The destruction of the Catholic Church’s moral authority by the child abuse crisis was a gift to the Left. The Church had been the single most influential obstacle to the full implementation of the Leftist social agenda – late-term abortion, ‘safe’ schools, gender kaleidoscopy and the rest. But once the abuse accusations started emerging from the past – the photographic clarity of the ‘survivors’’ memories apparently undimmed by the decades – the Church was abandoned as a moral authority even by many Catholics. It took the hint and went silent (apart from the apologies). In the first big post-crisis battle, over gay marriage, few bishops had anything much to say. Did that reluctance contribute to the gay victory?
To paraphrase Churchill, the gay-marriage battle is over. The battle over its consequences is about to begin. Will the Church take a lead when the would-be suppressors of religious liberty and freedom of conscience spring into action?
To do so, Catholicism must recover public credibility. The first step to that is for everyone to regain a sense of proportion. For every Catholic cleric who abused, in whatever way, a child, there were hundreds who didn’t. Are all actors and producers held to blame because a few have been accused of sexual harassment? Further, since most offences took place there has been a whole new generation of priests. The sexuality of potential priests is more thoroughly assessed. As far as humanly ascertainable the Augean stables have been swept clean, something the Church had started to do years before the Royal Commission was established.

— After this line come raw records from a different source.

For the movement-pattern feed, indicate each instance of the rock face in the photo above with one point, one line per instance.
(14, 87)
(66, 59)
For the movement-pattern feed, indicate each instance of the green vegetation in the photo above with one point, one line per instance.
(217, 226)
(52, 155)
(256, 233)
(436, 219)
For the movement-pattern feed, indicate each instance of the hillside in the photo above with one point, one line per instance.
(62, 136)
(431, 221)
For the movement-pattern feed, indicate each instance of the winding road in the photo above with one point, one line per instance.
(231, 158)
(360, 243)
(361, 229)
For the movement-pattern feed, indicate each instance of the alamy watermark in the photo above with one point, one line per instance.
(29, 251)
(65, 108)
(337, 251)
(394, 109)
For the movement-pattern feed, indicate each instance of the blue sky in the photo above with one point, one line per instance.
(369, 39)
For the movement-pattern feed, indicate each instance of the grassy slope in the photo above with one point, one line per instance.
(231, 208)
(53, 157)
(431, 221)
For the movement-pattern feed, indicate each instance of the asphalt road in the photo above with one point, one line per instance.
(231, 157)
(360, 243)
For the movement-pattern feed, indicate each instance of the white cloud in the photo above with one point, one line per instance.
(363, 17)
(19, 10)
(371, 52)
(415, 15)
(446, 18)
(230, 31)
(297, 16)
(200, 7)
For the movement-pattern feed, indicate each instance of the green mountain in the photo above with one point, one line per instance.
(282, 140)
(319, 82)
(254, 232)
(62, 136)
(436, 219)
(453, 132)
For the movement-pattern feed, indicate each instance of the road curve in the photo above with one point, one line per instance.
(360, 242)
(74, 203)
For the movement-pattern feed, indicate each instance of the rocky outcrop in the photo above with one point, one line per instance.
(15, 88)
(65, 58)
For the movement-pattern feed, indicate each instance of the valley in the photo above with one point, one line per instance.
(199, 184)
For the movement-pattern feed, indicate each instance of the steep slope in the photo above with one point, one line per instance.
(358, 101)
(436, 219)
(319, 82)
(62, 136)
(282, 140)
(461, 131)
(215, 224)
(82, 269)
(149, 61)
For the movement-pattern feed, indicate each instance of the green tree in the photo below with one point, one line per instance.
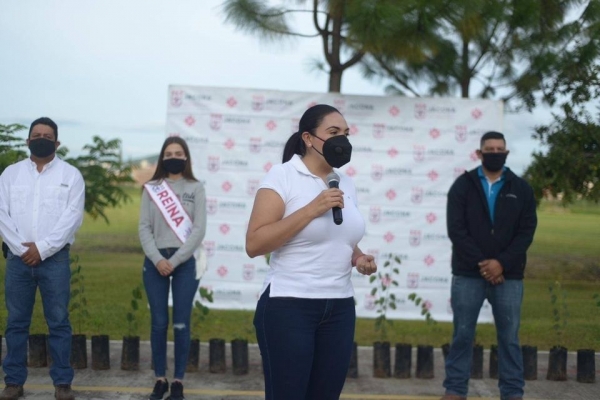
(329, 18)
(570, 166)
(503, 48)
(101, 165)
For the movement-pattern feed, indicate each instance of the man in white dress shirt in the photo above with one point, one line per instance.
(41, 208)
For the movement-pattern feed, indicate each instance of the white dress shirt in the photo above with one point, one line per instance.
(42, 207)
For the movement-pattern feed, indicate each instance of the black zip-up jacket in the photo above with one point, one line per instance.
(475, 238)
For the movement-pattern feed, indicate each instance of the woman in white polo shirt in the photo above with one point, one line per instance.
(305, 316)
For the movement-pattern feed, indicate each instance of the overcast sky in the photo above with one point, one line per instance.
(103, 68)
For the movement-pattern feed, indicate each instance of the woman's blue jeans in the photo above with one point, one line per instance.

But recovered moral authority would be no good if not exercised. And here, sad to say, we face the possibility that, even with its abuse guilt expiated, the Catholic Church may not become the force against Leftist social engineering it once was.

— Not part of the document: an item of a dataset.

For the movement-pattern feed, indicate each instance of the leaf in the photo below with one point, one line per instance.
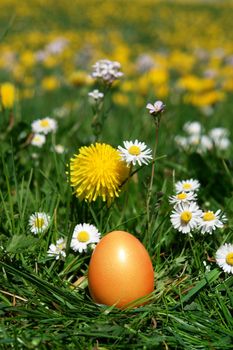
(19, 243)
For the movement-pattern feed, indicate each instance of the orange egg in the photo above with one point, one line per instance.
(120, 270)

Gay marriage was championed by the Prime Minister, who claims to be a Roman Catholic. Euthanasia and abortion in Victoria have been enthusiastically promoted by the Catholic premier, Daniel Andrews. The Church considers these things, abortion particularly, deeply sinful, so Turnbull and Andrews, as advocates and enablers of sinful behaviour, must be sinners too. Unrepentant sinners, in Catholic practice, are denied access to the sacraments, and if they die unrepentant may go to Hell. Has any Catholic bishop or priest so much as breathed a warning of this to either of these Catholic politicians or to others who support them? The spiritual sanction is the only one the Church can impose. If it’s serious about fighting sin why doesn’t it impose it?
One would hate to think that the answer lies in hard cash. Each year the Roman Catholic Church receives around $13,000 of funds exacted from taxpayers for each student in its extensive system of schools. These funds, without which many Catholic schools would close, are in the gift of politicians, who know full well how much they are needed.

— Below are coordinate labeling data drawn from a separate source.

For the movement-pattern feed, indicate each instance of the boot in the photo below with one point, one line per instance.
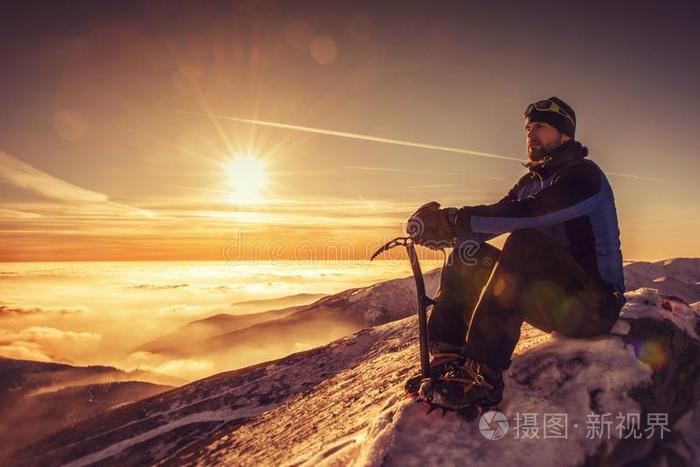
(460, 387)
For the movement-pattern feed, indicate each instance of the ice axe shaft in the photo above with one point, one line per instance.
(423, 299)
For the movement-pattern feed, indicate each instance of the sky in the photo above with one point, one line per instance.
(111, 148)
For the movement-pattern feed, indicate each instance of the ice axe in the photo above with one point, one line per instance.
(423, 300)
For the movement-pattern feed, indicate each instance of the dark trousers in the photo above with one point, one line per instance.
(532, 279)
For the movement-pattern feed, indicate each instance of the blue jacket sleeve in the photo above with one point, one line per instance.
(573, 193)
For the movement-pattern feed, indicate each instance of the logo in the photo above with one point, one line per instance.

If fear of offending its government paymasters is the reason the Catholic Church does not use its spiritual weapons against politicians who legalise what it considers social evils, perhaps the bishops should reassess their priorities. Catholic schools, in the main, are not value for money. If their purpose is still, as it was in the late nineteenth century when the Church established its education system, to produce practising Catholics, they are a flop. According to the most recent figures I could find, 94 per cent of their students stop attending Mass when they leave school. This ineffectiveness has been attributed to many causes. One is that the Catholic school networks are now so large that there are not enough committed Catholic teachers to staff them. I heard of a secondary school in Melbourne’s eastern suburbs where the religious education teacher told his class they didn’t have to believe what he was teaching because it was ‘all bullshit’.
The Catholic Church might do better to hand its schools over to the government and concentrate on old-fashioned missions, media (such as the highly successful EWTN television in America) and other more direct methods of evangelisation. Numerically it would be no worse off than it is now. Morally it would be free to speak out against political assaults on our Judeao-Christian culture
Most importantly, the Catholic Church should remember that fighting secular Leftist social engineering is not only a Catholic thing. Many people of other faiths and no faith also oppose things the Church opposes. It does the cause of freedom and reason no service if Catholic indebtedness to the state is neutralising a potentially formidable ally against the Left’s dark ambitions.